Two years before Dorais and Rockne popularized the passing game, Torbet developed a reputation as one of the game's best forward passers. The Detroit Free Press wrote that, in 1911, "his long forward passes were largely instrumental in bringing Michigan her victory." In the final game of the 1912 season, on fourth down with seven yards to go in the fourth quarter, Torbet threw a touchdown pass to Miller Pontius to give Michigan the lead against Cornell; Michigan won the game 20–7. The New York Times praised Torbet's work in the "whirlwind finish" against Cornell:

While Cornell did not have as strong a team as was expected, the Wolverines' expert use of the forward pass placed them on a higher plane than they have reached before this fall. ... It was the forward pass that did the work, and to 'Squib' Torbet belongs the glory. His heaves were excellent.

At the end of the 1912 season, Torbet was selected by Fielding H. Yost as a first-team player on his All-Western team.

In early 1913, Torbet announced plans to leave the university, stating that he was not satisfied with the results of his last semester's examinations. However, in late February 1913, he announced that he had reconsidered his decision and would return to the football team in the fall of 1913. The Detroit Free Press reported: "It seems that the forward-passing end was a bit hasty in making up his mind to leave and that when the matter was gone into carefully it was found that he was not in bad shape at all scholastically."
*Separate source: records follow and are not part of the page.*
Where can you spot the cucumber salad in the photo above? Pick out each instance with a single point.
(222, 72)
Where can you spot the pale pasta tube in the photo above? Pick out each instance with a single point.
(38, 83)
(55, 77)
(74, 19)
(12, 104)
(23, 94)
As a senior in 1913, he was moved to the fullback position where he continued to develop a reputation as an effective forward passer. At the end of October 1913, the Detroit Free Press wrote:

The showing of 'Squib' Torbet at fullback this afternoon was the one bright spot in an otherwise dismal scrimmage. ... On his off tackle plunges the new Yost fullback was always good for a gain. He hit low and hard when he came to his opposition and he seldom failed to string out a bunch of tacklers before he was finally stopped, and once he spun a forward pass down the field that was a beauty. ... The aim of Torbet was perfect. The ball went like a streak and was high and true.

==Later life==
Torbet graduated from the University of Michigan in 1914. In September 1914, he was reportedly hired to teach and coach football at the Colorado School of Mines. (Colorado School of Mines records, however, reflect that William Hanley was the head football coach during the 1914 and 1915 seasons.) He studied sociology at Michigan and, after graduating, devoted himself "to both practical and theoretical sociology." He worked as a supervisor of athletics at Detroit parks. He married Gladys Evelyn Matheson on April 18, 1916, in Detroit. In the fall of 1916, Torbet coached the Timken club football team—a team composed of "mechanics and office men who are employed in the various departments of the big plant of the Timken Detroit Axle company."

Torbet lived in Northville, Michigan in his later years. He died in February 1974 at age 84.